Ultimo aggiornamento: 2010-02-18 08:00

Forse Dio non c’è, ma non lo si può dire

A quanto pare, anche l’ultimo tentativo di campagna pubblicitaria dell’UAAR sulle fiancate degli autobus è saltato. La frase, “La buona notizia è che anche Zeus non esiste. Quella cattiva, è che solo di Zeus puoi dirlo”, sembra che andasse bene; ma la “firma” no. Per la cronaca, il messaggio era siglato “uaar.it – Liberi di non credere in Dio”.
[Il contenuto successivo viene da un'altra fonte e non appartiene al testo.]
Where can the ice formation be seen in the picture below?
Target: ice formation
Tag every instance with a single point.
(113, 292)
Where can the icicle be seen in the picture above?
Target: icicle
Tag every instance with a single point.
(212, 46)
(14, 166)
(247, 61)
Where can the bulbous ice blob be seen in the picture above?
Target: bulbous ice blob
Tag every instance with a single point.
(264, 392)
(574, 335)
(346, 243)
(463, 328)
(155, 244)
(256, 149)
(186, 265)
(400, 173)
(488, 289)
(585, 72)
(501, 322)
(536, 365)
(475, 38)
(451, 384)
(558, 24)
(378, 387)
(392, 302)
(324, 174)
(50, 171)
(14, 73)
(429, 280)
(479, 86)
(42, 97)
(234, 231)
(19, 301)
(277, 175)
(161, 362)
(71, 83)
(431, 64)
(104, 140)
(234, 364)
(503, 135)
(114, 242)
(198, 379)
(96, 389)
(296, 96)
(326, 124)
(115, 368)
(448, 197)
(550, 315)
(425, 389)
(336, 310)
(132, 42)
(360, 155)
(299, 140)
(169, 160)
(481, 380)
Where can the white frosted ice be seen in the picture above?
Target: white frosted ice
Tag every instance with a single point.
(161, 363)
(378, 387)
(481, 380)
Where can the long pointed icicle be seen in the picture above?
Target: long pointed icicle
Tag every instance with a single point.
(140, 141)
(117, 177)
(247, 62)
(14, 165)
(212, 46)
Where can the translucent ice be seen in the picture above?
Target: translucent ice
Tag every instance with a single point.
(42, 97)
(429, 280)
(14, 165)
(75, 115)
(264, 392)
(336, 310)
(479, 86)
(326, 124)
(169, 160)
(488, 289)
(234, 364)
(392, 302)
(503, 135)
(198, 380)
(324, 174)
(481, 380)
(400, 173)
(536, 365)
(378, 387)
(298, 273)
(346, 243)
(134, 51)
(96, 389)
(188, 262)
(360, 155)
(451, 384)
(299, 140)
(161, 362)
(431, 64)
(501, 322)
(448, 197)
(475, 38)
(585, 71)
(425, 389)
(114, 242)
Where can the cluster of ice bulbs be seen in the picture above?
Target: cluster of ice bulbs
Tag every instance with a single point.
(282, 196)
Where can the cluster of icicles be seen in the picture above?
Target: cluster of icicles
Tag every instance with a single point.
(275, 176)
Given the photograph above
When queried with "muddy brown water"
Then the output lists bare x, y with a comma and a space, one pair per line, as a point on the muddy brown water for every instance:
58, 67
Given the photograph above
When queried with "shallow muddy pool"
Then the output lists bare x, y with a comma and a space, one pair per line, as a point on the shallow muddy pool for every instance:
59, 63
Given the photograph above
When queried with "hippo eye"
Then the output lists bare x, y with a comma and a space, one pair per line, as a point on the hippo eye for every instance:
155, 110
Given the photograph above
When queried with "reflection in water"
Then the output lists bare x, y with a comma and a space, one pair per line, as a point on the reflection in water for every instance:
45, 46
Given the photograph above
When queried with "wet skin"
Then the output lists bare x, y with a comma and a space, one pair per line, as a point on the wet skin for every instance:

A me la frase scelta per la campagna (e che ricordo non è la traduzione di quella apparsa nel Regno Unito) non è che piaccia, però è preoccupante che qualcuno – chiunque sia stato – possa obiettare sul testo “Liberi di non credere in Dio”. La logica conseguenza è infatto che questa libertà non esiste, o a essere molto buoni deve essere tenuta assolutamente nascosta. D’accordo, come cattolico potrei citare Giovanni 8, 31-32 («Se rimanete fedeli alla mia parola, sarete davvero miei discepoli; conoscerete la verità e la verità vi farà liberi») ai quali un ateo potrebbe ribattere con Amos 4,10 («Essi odiano chi ammonisce alla porta e hanno in abominio chi parla secondo verità.»); molto più banalmente trovo che non bisogna aver paura di quello che uno afferma, ma solo di quello che uno ti costringe ad affermare.